専門的には、ヒスタミン受容体は活性型と非活性型に分かれて存在しています。ヒスタミンが体内で放出されると活性型のヒスタミン受容体が反応するのですが、非活性型が増えていればヒスタミンによる 影響、すなわち花粉症の症状を減らすことができます。抗ヒスタミン薬には「インバース アゴニスト」という考え方があり、ヒスタミンが放出される前に使用すると非活性型の受容体が増加しています。
重要 👉 初期療法に依存し過ぎない!!
花粉量は増加すれば、症状が悪化します。軽症な方は初期療法の延長で、そのまま飛散後の維持療法に移行できますので続けて使用します。

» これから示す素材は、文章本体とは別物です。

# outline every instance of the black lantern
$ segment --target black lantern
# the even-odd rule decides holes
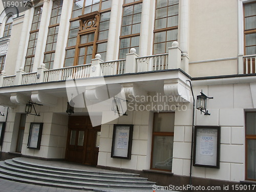
[[[112,101],[112,106],[111,108],[111,110],[114,111],[115,114],[117,113],[118,114],[121,114],[123,115],[127,115],[125,113],[123,113],[123,109],[122,106],[122,103],[121,101],[128,101],[126,100],[122,99],[117,97],[114,97],[114,99]]]
[[[203,90],[200,92],[201,95],[197,96],[197,109],[200,110],[201,114],[202,112],[204,113],[204,115],[210,115],[208,113],[207,110],[207,99],[213,99],[213,97],[209,97],[203,93]]]
[[[69,115],[71,115],[72,113],[74,113],[74,109],[75,108],[74,106],[75,106],[75,103],[71,99],[70,102],[68,102],[67,103],[68,103],[68,105],[67,106],[67,111],[66,112],[68,114],[69,114]]]
[[[37,113],[36,113],[36,111],[35,110],[35,106],[34,105],[34,104],[37,104],[37,105],[42,105],[42,104],[33,103],[29,101],[26,104],[25,113],[27,114],[27,115],[30,114],[30,115],[35,115],[37,116],[39,116],[40,113],[38,113],[38,114],[37,114]],[[32,108],[34,109],[34,111],[35,111],[35,114],[31,113]]]

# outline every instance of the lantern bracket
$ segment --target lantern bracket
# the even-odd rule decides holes
[[[41,104],[38,104],[36,103],[34,103],[33,102],[30,102],[29,101],[28,102],[28,103],[26,104],[26,108],[25,108],[25,113],[27,114],[27,115],[35,115],[36,116],[40,116],[40,113],[36,113],[36,111],[35,108],[35,106],[34,105],[34,104],[37,104],[37,105],[42,105]],[[33,109],[34,109],[34,111],[35,111],[35,114],[31,113],[31,111],[32,111],[32,108],[33,106]]]

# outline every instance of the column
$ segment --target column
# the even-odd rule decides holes
[[[119,0],[112,0],[106,61],[115,60],[118,57],[119,44],[117,44],[117,42],[119,42],[121,24],[120,19],[122,11],[122,7],[120,6],[120,8],[119,7],[119,2],[121,3],[122,2]]]
[[[48,25],[47,24],[49,22],[49,22],[48,18],[50,17],[48,13],[52,5],[52,1],[51,1],[51,4],[49,4],[49,0],[44,0],[42,16],[41,21],[40,22],[38,36],[37,37],[37,42],[36,44],[36,49],[34,58],[34,64],[33,65],[32,71],[33,72],[36,72],[37,70],[37,68],[40,67],[44,59],[44,52],[45,52],[44,49],[45,48],[45,45],[44,44],[46,42],[48,31]]]
[[[65,48],[67,46],[67,40],[69,35],[69,18],[71,15],[72,4],[73,1],[64,0],[63,1],[53,69],[58,69],[63,67],[65,55]]]

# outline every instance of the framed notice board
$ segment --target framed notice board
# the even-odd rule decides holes
[[[5,134],[5,122],[0,122],[0,146],[3,144],[4,135]]]
[[[111,157],[131,159],[133,125],[114,125]]]
[[[43,123],[31,123],[29,130],[28,148],[40,150]]]
[[[193,165],[220,168],[220,127],[195,126]]]

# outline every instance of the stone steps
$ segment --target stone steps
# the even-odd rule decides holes
[[[0,161],[0,178],[40,185],[98,191],[151,191],[156,184],[137,174],[101,172],[99,169],[93,171],[72,169],[24,159],[18,158]]]

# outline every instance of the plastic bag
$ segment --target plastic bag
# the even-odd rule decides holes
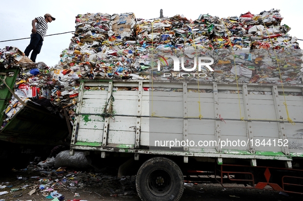
[[[69,150],[61,151],[55,159],[55,168],[72,167],[86,168],[89,167],[91,161],[83,152],[75,151],[74,155],[70,155]]]
[[[44,161],[41,161],[38,165],[38,166],[41,167],[43,168],[46,168],[48,167],[51,167],[54,166],[55,164],[55,158],[54,157],[48,158],[46,160]]]

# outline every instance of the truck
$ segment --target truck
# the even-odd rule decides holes
[[[83,80],[70,154],[125,162],[118,176],[134,171],[143,200],[178,200],[185,181],[206,176],[225,188],[301,194],[302,92],[300,84]]]
[[[26,168],[35,157],[44,160],[57,145],[68,147],[71,132],[67,115],[47,109],[46,99],[24,102],[18,98],[13,90],[21,67],[11,65],[0,66],[0,160],[6,170]],[[11,119],[5,121],[9,113]]]

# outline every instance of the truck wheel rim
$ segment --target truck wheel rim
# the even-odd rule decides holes
[[[153,171],[148,180],[148,188],[153,194],[161,196],[171,189],[172,180],[169,173],[162,169]]]

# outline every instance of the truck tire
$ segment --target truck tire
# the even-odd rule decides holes
[[[184,190],[183,174],[170,159],[153,158],[144,162],[139,169],[136,188],[142,200],[177,201]]]

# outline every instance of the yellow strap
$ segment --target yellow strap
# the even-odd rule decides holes
[[[271,38],[270,38],[270,35],[269,34],[269,33],[268,32],[268,30],[267,29],[267,27],[266,27],[266,25],[265,25],[265,24],[264,23],[264,21],[263,20],[263,18],[262,18],[262,21],[263,22],[263,25],[264,25],[264,27],[265,27],[265,30],[266,30],[266,32],[267,32],[267,35],[268,35],[268,38],[269,38],[269,41],[270,41],[270,43],[271,43],[271,45],[272,46],[273,52],[275,53],[276,60],[277,61],[277,64],[278,65],[278,70],[279,70],[279,75],[280,75],[280,80],[281,81],[281,86],[282,87],[282,91],[283,92],[283,96],[284,97],[284,102],[283,103],[283,104],[284,104],[284,105],[285,105],[285,110],[286,110],[286,114],[287,115],[287,120],[289,123],[291,123],[292,125],[294,125],[295,124],[295,123],[292,121],[292,120],[290,118],[290,117],[289,117],[289,114],[288,113],[288,109],[287,108],[287,104],[286,104],[286,98],[285,97],[285,93],[284,93],[284,87],[283,86],[283,80],[282,80],[282,76],[281,75],[281,71],[280,71],[280,65],[279,65],[279,61],[278,61],[278,57],[277,55],[277,53],[276,52],[276,50],[274,48],[273,43],[272,42],[272,40]]]
[[[192,36],[193,37],[193,46],[195,48],[195,56],[196,58],[197,57],[197,47],[196,46],[196,44],[195,43],[195,36],[194,36],[194,32],[193,31],[193,27],[192,24],[190,24],[190,27],[191,29],[192,32]],[[197,64],[196,63],[196,65]],[[201,119],[203,118],[203,116],[201,115],[201,102],[200,101],[200,85],[199,85],[199,76],[198,76],[198,108],[199,108],[199,119],[200,120]]]
[[[225,24],[225,23],[224,23],[224,26],[225,27],[225,29],[226,30],[226,33],[227,33],[227,36],[228,36],[228,39],[229,40],[229,43],[230,44],[230,47],[231,47],[231,51],[233,53],[233,58],[234,58],[234,65],[235,66],[235,75],[236,75],[236,82],[237,83],[237,90],[238,91],[238,100],[239,101],[239,111],[240,111],[240,119],[241,119],[241,121],[245,121],[244,120],[244,117],[242,117],[242,114],[241,113],[241,103],[240,101],[240,93],[239,92],[239,85],[238,85],[238,76],[237,75],[237,68],[236,67],[236,61],[235,59],[235,52],[234,52],[234,50],[233,49],[233,47],[232,45],[231,44],[231,42],[230,40],[230,38],[229,37],[229,35],[228,35],[228,30],[227,29],[227,27],[226,27],[226,25]]]

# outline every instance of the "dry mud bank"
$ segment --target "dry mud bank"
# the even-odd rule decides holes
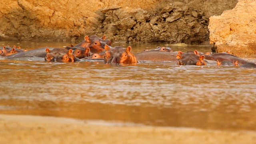
[[[256,133],[0,115],[1,144],[254,144]]]
[[[239,56],[256,55],[256,1],[240,0],[235,8],[210,18],[213,51]]]
[[[112,41],[208,43],[209,17],[237,0],[2,0],[0,40],[77,42],[105,34]]]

本格飛散後は、初期療法だけで対応できない方も多くいらっしゃいます。この場合、初期療法に見切りをつけて、積極的な薬による治療やセルフケアを行う必要性が出てきますので、耳鼻咽喉科専門医にて鼻内局所や副鼻腔の状態も確認しながら治療が必要になります。また、結膜炎や副鼻腔炎の合併、皮膚の痒み・のどの症状・咳や喘息の悪化を認める方は、アレルギー専門医と耳鼻咽喉科専門医両方兼務したクリニックでの対応、または眼科、呼吸器科、皮膚科も同時に診察を勧めます。